ハイテクはすでに生活の隅々に進出し、急成長するAIが人々の生活への浸透を加速している。中国インターネット協会は最新の「中国インターネット発展報告書2018」の中で、中国AI市場が急成長中と指摘した。


天津の展示会で披露されたAIロボット(5月16日)

2017年の産業規模は51.2%増の152億1000万元(約2497億円)にのぼる。中国のAI産業規模は19年に344億3000万元(約5651億円)にのぼる見通しだ。清華大学が発表した「中国AI発展報告書2018」を見ても、中国のAI投融資が世界の6割を占めており、成長著しいことが分かる。
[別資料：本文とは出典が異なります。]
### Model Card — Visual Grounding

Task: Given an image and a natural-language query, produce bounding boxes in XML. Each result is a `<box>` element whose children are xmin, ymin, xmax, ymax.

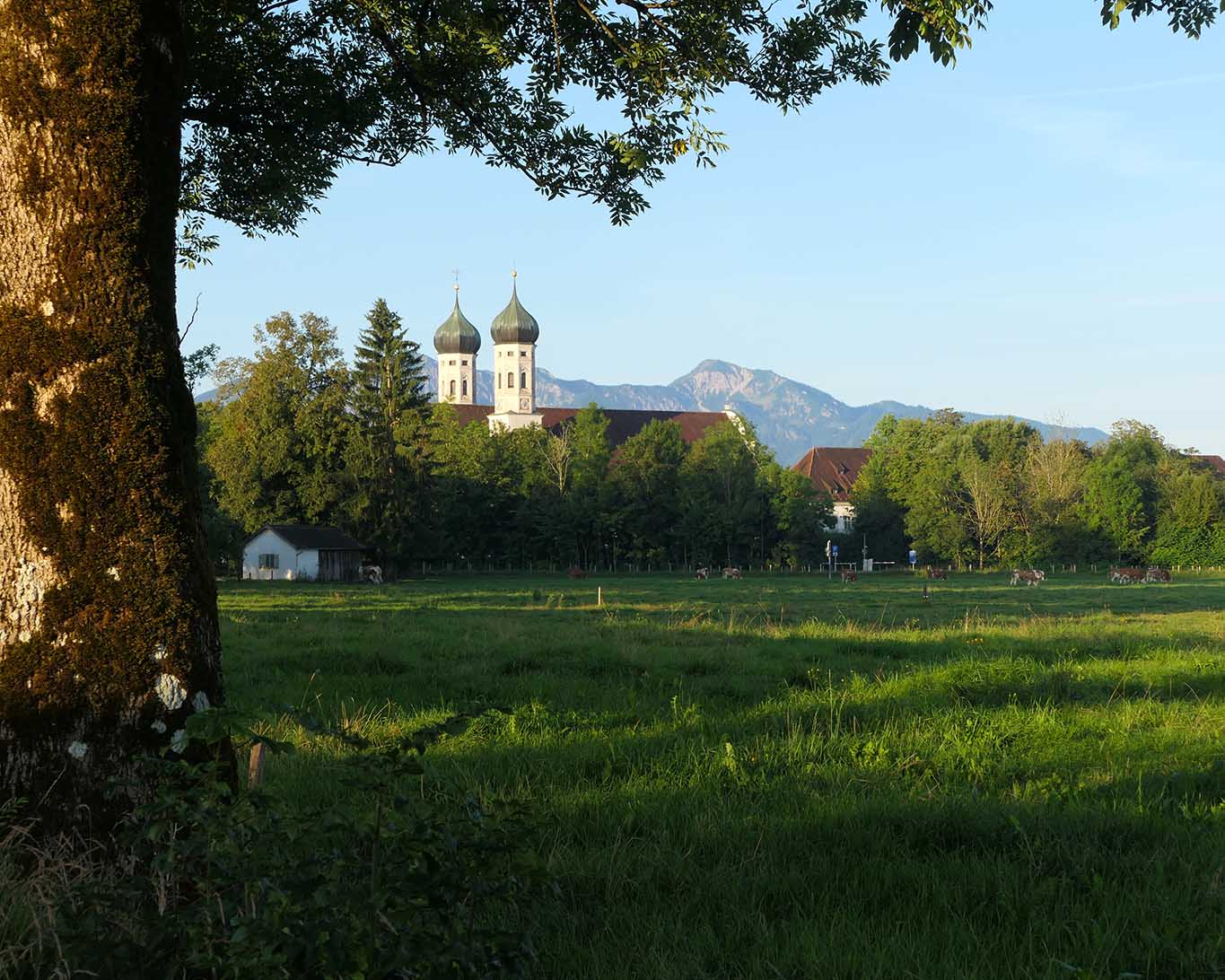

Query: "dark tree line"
<box><xmin>853</xmin><ymin>410</ymin><xmax>1225</xmax><ymax>566</ymax></box>
<box><xmin>199</xmin><ymin>300</ymin><xmax>832</xmax><ymax>572</ymax></box>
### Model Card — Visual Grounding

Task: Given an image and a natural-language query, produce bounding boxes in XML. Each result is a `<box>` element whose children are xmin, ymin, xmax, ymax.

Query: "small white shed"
<box><xmin>242</xmin><ymin>524</ymin><xmax>372</xmax><ymax>582</ymax></box>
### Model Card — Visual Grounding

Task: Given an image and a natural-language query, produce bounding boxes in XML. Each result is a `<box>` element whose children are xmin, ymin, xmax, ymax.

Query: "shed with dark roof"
<box><xmin>242</xmin><ymin>524</ymin><xmax>372</xmax><ymax>582</ymax></box>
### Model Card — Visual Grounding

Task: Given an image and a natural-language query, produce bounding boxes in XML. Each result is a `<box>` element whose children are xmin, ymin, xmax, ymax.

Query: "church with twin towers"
<box><xmin>433</xmin><ymin>273</ymin><xmax>544</xmax><ymax>429</ymax></box>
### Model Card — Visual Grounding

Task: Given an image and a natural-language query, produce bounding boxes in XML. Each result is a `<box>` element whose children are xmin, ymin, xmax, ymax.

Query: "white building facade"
<box><xmin>489</xmin><ymin>276</ymin><xmax>544</xmax><ymax>429</ymax></box>
<box><xmin>242</xmin><ymin>524</ymin><xmax>370</xmax><ymax>582</ymax></box>
<box><xmin>433</xmin><ymin>285</ymin><xmax>480</xmax><ymax>406</ymax></box>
現実的に、AI応用がすでに大きな流れになっている。発展の成績は及第点だが、成長の道は依然として遠い。中国のAI産業が新たな段階に進むためには、次の「3つの関門」を突破しなければならない。

中核技術の把握が最も重要

「中国AI発展報告書2018」によると、中国AI論文数と高被引用論文数はいずれも世界一だが、世界企業論文産出ランキングを見ると、中国からトップ20入りしたのは国家電網公司のみだ。データは、AI発展は紙の上だけに留まってはならないことを伝えている。中国の多くの伝統産業がアップグレードと更新により、生産力を高めなければならない。スマートセンサー、AIチップ、基礎ソフトなどの産業の中核的基礎を強化し、重要技術の研究開発を加速することで、企業をAI革新の主導力にすることが特に重要だ。

標準制定は重要な取り組み

決まりがなければ整った環境を形成できないが、基準は産業競争の高地だ。基準がなければ、AIの研究開発と応用には乱れが生じる。基準が統一されなければ、市場と関連資源の連結が困難となり、データ的に無用な重複と浪費が生じる。中国はAI分野で良好な基礎を持つが、AI発展に適応するインフラ、法制度、標準体系の整備が待たれる。国は2017年以降、「次世代AI発展計画」、「次世代AI産業発展促進3カ年行動計画(2018−20年)」を発表し、AI標準体系、試験評価体系、安全保障体系の枠組みを初歩的に構築し、産業発展の推進を加速することを求めた。

安全管理の徹底は発展の礎

AIが起こしうる安全リスクも無視できない。自動運転車は、道路標識を正確に識別できず、交通事故を起こすようなことがあってはならない。家族の安全を守るホームセキュリティシステム、応用が進む顔認証技術は、ハッカーがプライバシーを盗む重要なツールになる。これらは産業発展において解決を急がなければならない、現実的な難題だ。専門家は、AIはハッカーが生んだ子供のようなもので、安全リスクの遺伝子を持つと形容した。発展だけを重視し安全管理を疎かにすれば、AIは不適切に利用されるだろう。しかし、適切に利用すれば、AIはマルウェアや異常なデータをチェックし、ハッカーの攻撃に備えることなどができ、有力な防御ツールになり、ネットの安全防御水準を高め、業界の発展にさらなるチャンスをもたらす。